Geralmente, as pessoas são afetadas pela síndrome pós-poliomielite durante a vida adulta média ou tardia, décadas depois de terem desenvolvido pela primeira vez a poliomielite, após um longo período de estabilidade. Os novos sintomas, por vezes, surgem depois de uma doença ou lesão.

Sintomas de síndrome pós-poliomielite

Os principais sintomas incluem fraqueza muscular, dor, fadiga e nalguns casos, o desperdício (atrofia) dos músculos que foram envolvidos durante a infecção de poliomielite, tipicamente as pernas. Problemas adicionais podem incluir intolerância ao calor ou frio, e dificuldade para engolir, falar, respirar ou dormir. A síndrome também pode provocar contrações musculares anormais, tais como tremor, espasmos ou pode aparecer em pequenos segmentos de um músculo. Esta deficiência pode causar problemas sociais e psicológicos.


Diagnóstico de síndrome pós-poliomielite

Não existe nenhum teste específico que promova o diagnóstico da síndrome pós-poliomielite. Em vez disso, o diagnóstico é feito através da confirmação de uma história antiga da poliomielite (com base na história, exame físico e num teste muscular chamado de eletromiografia). Além disso, torna-se necessário que haja um período de recuperação parcial após a doença inicial e um período de tempo estável sem novos sintomas (pelo menos 10 a 20 anos). Finalmente, outras razões pelas quais alguém pode estar experimentando novos sintomas precisam de ser descartadas.

O seu médico irá formular perguntas sobre o seu historial médico, especialmente a sua história de poliomielite. Um exame neurológico pode identificar a fraqueza muscular e atrofia. Uma eletromiografia pode ajudar a diagnosticar esta doença. Neste procedimento, pequenas agulhas são inseridas em várias áreas do músculo. Este teste é muitas vezes feito em conjunto com um outro teste chamado de estudo de condução nervosa, que normalmente não utiliza agulhas, mas em vez disso usa eletrodos de superfície que oferecem pequenas quantidades de eletricidade para testar os nervos. Por vezes, torna-se necessário realizar biópsias musculares.

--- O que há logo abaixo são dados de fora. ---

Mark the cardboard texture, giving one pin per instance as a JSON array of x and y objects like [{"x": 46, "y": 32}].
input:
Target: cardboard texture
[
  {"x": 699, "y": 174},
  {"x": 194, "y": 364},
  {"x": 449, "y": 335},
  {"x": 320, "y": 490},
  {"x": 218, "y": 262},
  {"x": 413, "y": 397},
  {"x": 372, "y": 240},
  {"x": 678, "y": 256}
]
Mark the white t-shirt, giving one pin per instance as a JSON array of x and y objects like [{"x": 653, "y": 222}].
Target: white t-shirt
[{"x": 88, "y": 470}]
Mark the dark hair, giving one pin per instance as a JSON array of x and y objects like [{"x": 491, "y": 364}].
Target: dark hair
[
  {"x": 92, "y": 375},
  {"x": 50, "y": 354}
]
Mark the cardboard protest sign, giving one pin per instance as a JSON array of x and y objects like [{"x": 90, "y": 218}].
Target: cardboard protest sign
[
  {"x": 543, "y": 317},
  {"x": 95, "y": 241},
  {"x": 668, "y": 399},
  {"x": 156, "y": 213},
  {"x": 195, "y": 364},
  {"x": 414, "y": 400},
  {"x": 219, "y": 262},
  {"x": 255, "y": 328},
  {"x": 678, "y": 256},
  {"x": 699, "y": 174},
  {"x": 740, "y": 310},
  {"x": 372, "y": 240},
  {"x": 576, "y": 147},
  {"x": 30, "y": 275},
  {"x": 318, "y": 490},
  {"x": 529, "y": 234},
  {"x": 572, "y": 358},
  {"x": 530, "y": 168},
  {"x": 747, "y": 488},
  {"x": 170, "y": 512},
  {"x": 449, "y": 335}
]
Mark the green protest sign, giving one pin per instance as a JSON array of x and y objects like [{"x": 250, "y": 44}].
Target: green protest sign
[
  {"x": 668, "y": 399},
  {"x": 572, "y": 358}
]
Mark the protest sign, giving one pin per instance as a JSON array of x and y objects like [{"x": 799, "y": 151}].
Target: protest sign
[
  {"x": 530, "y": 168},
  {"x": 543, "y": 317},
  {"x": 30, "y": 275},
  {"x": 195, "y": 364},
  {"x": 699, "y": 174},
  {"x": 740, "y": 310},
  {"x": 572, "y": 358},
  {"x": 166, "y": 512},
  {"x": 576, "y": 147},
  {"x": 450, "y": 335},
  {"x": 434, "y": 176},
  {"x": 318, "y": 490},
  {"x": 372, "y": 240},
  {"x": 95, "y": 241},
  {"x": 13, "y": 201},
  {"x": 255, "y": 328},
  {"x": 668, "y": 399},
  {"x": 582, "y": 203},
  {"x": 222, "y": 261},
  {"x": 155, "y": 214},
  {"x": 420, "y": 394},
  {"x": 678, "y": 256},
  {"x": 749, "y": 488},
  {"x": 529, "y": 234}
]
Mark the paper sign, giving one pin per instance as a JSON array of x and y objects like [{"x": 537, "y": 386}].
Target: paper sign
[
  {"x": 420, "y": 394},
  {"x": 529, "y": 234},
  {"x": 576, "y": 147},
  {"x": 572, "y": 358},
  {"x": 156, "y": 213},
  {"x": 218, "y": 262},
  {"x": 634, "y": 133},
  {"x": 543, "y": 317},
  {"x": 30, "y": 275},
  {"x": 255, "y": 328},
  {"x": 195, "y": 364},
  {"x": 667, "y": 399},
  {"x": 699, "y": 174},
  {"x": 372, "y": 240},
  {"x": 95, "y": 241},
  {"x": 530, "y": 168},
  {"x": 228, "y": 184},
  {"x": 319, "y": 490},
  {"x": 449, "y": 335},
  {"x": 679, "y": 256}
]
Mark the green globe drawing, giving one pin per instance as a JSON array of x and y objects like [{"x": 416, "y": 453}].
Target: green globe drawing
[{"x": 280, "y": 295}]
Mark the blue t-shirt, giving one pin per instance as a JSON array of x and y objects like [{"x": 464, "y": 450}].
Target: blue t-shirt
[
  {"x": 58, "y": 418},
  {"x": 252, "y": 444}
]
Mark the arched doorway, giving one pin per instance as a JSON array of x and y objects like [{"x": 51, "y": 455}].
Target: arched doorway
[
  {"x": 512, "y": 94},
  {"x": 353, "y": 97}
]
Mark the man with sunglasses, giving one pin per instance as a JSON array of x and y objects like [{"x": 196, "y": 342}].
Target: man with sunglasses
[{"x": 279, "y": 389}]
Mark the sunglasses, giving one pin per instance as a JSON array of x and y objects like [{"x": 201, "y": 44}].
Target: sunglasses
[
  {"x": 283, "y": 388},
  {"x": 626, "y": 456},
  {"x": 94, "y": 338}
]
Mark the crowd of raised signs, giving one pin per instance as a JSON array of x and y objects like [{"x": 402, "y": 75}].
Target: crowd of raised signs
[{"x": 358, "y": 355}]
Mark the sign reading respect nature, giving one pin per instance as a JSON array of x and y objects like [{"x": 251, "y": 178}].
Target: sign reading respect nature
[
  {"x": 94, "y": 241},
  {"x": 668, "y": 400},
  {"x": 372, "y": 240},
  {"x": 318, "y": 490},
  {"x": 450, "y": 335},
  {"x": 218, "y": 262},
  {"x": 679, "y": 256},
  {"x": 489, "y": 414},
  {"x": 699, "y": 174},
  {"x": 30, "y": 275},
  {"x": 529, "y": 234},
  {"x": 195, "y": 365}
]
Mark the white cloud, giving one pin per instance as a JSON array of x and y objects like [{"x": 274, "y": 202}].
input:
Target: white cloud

Tratamento para síndrome pós-poliomielite

O tratamento específico para a síndrome pós-poliomielite inclui uma abordagem de reabilitação multidisciplinar. A fisioterapia pode ser usada para aumentar a força muscular e resistência, e para ajudar na melhora do equilíbrio e prevenção de quedas. Os terapeutas ocupacionais podem resolver os problemas da extremidade superior, especialmente lesões por sobrecarga, bem como recomendar equipamentos de adaptação para a sua casa e/ou escritório. Os fonoaudiólogos avaliam e tratam os problemas de deglutição e fala. 
Neurologistas e fisiatras são geralmente os especialistas médicos que cuidam de pessoas com síndrome pós-poliomielite. Fisiatras são médicos que se especializam em Medicina Física e Reabilitação e podem ajudar a estabelecer o diagnóstico e tratamento de quaisquer sintomas.
Para o tratamento, os médicos podem prescrever medicamentos para ajudar com a dor e/ou fadiga ou realizar injecções. Eles também podem recomendar estudos do sono e prescrever tratamentos que ajudam com a respiração durante a noite. Os médicos também podem escrever ordens de terapia específica e ajudar a coordenar as intervenções multidisciplinares. Complicações que envolvem distúrbios ao engolir ou respirar (como apneia do sono) exigem tratamentos específicos. Os exemplos podem incluir a utilização de posições diferentes durante as refeições ou uma máscara com pressão de ar e uma máquina que pode ser usada durante o sono para suportar a respiração. Aconselhamento com um psicólogo ou conselheiro profissional podem ajudar com ajustes psicológicos ou ocupacionais. Os grupos de apoio oferecem educação, apoio e oportunidades sociais.